Four years later, Mr. Sharpton incited violence again. In 1995, Fred Harari, a Jewish tenant of a retail property on 125th Street who operated Freddy’s Fashion Mart, sought to evict his longtime subtenant, a black-owned record store called the Record Shack. Beginning that August, Mr. Sharpton led a series of marches against the planned eviction. Protesters led by Mr. Sharpton’s National Action Network picketed outside the store day after day, referring to Jews as “bloodsuckers” and threatening, “We’re going to burn and loot the Jews.” At one point Mr. Sharpton told protesters, “We will not stand by and allow them to move this brother so that some white interloper can expand his business.” Never mind that the building was actually owned by a black Pentecostal church.

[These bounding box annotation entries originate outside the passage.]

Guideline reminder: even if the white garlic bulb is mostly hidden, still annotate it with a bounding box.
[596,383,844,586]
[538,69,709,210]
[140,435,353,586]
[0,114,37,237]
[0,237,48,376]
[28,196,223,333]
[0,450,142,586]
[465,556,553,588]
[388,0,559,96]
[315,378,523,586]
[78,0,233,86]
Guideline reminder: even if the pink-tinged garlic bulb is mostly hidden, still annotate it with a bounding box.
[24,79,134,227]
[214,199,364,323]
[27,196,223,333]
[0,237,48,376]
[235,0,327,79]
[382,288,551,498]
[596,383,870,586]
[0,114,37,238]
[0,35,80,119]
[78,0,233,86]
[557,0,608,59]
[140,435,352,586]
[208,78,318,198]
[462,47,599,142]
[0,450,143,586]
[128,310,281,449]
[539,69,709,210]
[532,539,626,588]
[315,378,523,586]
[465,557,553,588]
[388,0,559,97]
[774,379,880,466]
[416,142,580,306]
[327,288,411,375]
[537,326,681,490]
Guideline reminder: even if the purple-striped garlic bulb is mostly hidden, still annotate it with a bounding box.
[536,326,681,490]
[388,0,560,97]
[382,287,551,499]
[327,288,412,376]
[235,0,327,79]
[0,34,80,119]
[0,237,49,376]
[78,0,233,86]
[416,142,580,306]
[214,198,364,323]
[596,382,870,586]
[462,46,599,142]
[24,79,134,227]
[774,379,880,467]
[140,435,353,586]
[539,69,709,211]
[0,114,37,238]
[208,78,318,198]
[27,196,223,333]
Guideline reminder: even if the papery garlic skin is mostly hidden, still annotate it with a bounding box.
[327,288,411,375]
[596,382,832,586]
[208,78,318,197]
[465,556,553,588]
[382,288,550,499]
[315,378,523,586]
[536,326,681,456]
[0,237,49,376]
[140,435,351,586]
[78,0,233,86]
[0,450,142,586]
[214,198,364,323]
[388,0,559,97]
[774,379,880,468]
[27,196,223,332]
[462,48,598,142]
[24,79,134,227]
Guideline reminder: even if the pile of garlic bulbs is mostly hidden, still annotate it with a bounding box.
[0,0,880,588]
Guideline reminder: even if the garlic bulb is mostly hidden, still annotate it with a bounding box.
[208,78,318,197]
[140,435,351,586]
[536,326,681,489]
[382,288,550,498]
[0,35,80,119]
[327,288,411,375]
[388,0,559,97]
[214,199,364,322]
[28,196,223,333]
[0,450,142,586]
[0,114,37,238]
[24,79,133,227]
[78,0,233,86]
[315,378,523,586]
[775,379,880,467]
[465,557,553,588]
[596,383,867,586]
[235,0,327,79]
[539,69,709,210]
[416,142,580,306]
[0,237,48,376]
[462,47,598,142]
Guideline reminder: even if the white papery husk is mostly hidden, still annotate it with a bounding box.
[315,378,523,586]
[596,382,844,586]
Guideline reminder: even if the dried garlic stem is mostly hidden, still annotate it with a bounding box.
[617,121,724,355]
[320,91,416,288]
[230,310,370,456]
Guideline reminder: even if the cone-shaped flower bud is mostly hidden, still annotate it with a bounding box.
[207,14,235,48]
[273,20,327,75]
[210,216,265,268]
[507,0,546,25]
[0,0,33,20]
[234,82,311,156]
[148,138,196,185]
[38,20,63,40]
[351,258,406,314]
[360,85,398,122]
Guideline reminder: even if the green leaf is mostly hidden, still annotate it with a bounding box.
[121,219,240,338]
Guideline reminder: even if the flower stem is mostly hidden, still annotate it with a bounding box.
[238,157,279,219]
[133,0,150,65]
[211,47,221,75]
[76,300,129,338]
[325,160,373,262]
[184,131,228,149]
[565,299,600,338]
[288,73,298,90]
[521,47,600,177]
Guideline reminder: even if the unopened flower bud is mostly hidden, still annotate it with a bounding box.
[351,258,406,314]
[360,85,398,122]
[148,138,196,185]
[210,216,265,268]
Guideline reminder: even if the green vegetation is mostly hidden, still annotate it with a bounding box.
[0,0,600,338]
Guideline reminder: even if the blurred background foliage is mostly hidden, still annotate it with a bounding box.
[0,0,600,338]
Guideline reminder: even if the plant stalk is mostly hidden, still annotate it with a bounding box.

Then, on Dec. 8, 1995, a protester named Roland J. Smith Jr. entered Mr. Harari’s store, told all the black customers to leave, shot several remaining customers and set the store on fire. The gunman fatally shot himself, and seven store employees died of smoke inhalation.
These incidents transpired a quarter of a century or more ago. Often as people age, they acquire perspective, a modicum of common sense, and a positive moral compass. It was reasonable to expect that with wider exposure and even a program on a major cable network, Reverend Sharpton would have learned that individuals should be judged on the content of their character rather than the color of their skin. It was reasonable- but naive, because Al Sharpton remains a race hustler.